StackComponentsBest For
ELKElasticsearch, Logstash, KibanaFull-text search; complex analytics
EFKElasticsearch, Fluentd/Bit, KibanaKubernetes-native; lightweight agents
PLGPromtail, Loki, GrafanaCost-efficient; label-based indexing
SplunkUniversal Forwarder, IndexerEnterprise; pre-built dashboards
CloudWatchAWS AgentAWS-native; IAM integration

Best Practices

  • Include correlation IDs: Every log entry should have a traceId linking the full request journey.

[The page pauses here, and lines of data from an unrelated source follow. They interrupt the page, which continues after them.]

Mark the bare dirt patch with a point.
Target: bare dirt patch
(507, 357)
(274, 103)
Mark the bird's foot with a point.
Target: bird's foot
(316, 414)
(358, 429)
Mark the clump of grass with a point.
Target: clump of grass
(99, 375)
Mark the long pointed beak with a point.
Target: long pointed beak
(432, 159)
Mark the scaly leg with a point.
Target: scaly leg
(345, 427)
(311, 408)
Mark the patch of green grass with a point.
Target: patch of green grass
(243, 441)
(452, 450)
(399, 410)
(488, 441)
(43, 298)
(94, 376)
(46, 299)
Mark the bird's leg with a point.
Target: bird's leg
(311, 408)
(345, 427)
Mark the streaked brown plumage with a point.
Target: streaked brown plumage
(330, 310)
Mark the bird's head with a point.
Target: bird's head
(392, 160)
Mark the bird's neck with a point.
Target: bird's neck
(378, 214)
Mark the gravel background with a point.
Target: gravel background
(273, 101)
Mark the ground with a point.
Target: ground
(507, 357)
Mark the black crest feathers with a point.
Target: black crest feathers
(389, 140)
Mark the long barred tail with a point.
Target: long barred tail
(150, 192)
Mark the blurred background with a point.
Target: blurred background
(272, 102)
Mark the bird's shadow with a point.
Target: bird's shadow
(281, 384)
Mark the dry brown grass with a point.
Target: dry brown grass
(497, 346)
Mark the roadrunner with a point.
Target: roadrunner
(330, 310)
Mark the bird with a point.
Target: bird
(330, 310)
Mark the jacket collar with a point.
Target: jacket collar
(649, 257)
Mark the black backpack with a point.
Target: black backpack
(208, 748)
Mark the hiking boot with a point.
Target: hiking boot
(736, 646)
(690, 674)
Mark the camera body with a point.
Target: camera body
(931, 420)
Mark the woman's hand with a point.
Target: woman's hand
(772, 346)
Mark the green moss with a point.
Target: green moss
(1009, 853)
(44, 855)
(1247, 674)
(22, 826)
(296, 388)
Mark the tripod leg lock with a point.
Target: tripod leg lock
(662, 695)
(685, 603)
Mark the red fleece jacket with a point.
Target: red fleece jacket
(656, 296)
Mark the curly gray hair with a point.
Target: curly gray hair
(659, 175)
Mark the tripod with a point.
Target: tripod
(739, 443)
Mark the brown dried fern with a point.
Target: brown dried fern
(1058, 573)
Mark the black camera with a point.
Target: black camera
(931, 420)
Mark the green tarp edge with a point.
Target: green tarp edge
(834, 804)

See distributed tracing.
  • Log at the right level: DEBUG for development; INFO for normal operations; ERROR for actionable issues
  • Don’t log secrets: Mask PII, tokens, and passwords before they reach the aggregation system
  • Set retention policies: 30 days hot storage for troubleshooting; 1 year cold archive for compliance. Use a data retention policy template.
  • Alert on patterns, not single lines: “5 ERRORs in 1 minute” is more actionable than one log line

Common Mistakes

  1. Logging everything at INFO: Creates noise that hides real issues; use DEBUG appropriately
  2. No timezone standardization: Mixed UTC and local times make correlation impossible
  3. Missing request context: ERROR: database connection failed without which service or user is useless
  4. Ignoring backpressure: Log agents that can’t keep up drop logs silently during traffic spikes
  5. Storing logs in the same database as application data: Competes for resources; keeps analysts out of production

Frequently Asked Questions

Q: How do I handle high log volume costs? A: Sample DEBUG logs, aggregate metrics at the edge, and use cheaper storage tiers (S3, GCS) for old logs.

Q: Should I aggregate metrics or logs? A: Both. Metrics for dashboards and alerts. Logs for debugging and audit trails. Don’t alert on logs alone.

Q: How do I secure aggregated logs? A: Role-based access, encrypted transport (TLS), and encrypted storage (AES-256). Treat logs as sensitive data. See security best practices.